The key contributions of this paper are:
- Formal office graph — A mathematical model O = (T, C, R, G) that captures team topology, communication density, resource flows, and governance relations in a single unified structure.
- Autonomy cones — A geometric formalization of team decision boundaries using scope, magnitude, and reversibility constraints, enabling graduated autonomy that scales with trust.
- Inter-team protocols — Schema-validated message passing with four protocol types (REQUEST, INFORM, DELEGATE, ESCALATE) and priority-based backpressure, ensuring reliable cross-team communication.
- Conflict resolution convergence — A 3-round arbitration protocol that resolves 92% of conflicts without governance escalation, preserving team autonomy while guaranteeing resolution.
- Dual-layer governance — Separation of office-level policy (kernel) from team-level operations (userspace) with policy inheritance constraints, enabling organizational coherence without micromanagement.

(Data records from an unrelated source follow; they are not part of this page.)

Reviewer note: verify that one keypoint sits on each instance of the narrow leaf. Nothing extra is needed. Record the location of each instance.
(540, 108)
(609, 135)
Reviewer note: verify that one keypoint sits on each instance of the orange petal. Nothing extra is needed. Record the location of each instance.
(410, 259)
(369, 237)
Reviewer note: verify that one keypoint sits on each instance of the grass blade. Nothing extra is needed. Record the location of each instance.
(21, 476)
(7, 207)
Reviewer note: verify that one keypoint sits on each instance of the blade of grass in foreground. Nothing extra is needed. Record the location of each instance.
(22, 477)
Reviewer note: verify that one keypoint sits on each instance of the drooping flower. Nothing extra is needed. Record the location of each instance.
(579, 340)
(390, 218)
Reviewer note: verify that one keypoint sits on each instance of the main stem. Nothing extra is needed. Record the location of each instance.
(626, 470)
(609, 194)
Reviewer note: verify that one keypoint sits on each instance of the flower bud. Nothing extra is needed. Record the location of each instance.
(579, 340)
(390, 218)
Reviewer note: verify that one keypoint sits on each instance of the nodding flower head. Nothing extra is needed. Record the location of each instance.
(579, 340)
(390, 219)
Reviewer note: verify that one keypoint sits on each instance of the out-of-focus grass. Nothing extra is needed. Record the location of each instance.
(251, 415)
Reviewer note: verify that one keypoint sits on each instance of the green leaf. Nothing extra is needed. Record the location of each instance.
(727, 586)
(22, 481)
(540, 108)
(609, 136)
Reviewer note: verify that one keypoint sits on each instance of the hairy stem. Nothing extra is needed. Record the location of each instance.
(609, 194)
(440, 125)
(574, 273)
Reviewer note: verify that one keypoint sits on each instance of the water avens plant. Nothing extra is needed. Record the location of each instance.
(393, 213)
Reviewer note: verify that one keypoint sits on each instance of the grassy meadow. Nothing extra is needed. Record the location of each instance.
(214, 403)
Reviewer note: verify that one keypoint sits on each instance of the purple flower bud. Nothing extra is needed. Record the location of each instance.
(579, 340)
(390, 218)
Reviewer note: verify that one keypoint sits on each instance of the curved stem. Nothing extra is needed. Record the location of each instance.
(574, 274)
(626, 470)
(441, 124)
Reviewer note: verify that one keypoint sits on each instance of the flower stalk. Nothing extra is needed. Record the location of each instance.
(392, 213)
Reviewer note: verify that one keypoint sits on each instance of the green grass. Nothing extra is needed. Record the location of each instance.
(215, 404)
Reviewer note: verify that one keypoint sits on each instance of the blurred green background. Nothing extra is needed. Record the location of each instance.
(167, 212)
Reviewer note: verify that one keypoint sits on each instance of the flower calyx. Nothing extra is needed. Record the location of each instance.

The 89.3% autonomous operation rate demonstrates that formal governance enables, rather than constrains, team autonomy. When teams know exactly where their boundaries are, they can operate freely within those boundaries without constant approval-seeking. The office-as-OS metaphor is not just an analogy — it is an architecture.
Open Research Questions
Several questions remain open: How should autonomy boundaries evolve as teams demonstrate competence? Can the office graph self-optimize its topology based on communication patterns? What is the theoretical minimum governance overhead for a 10-team office? These questions form the basis for future work on adaptive organizational operating systems.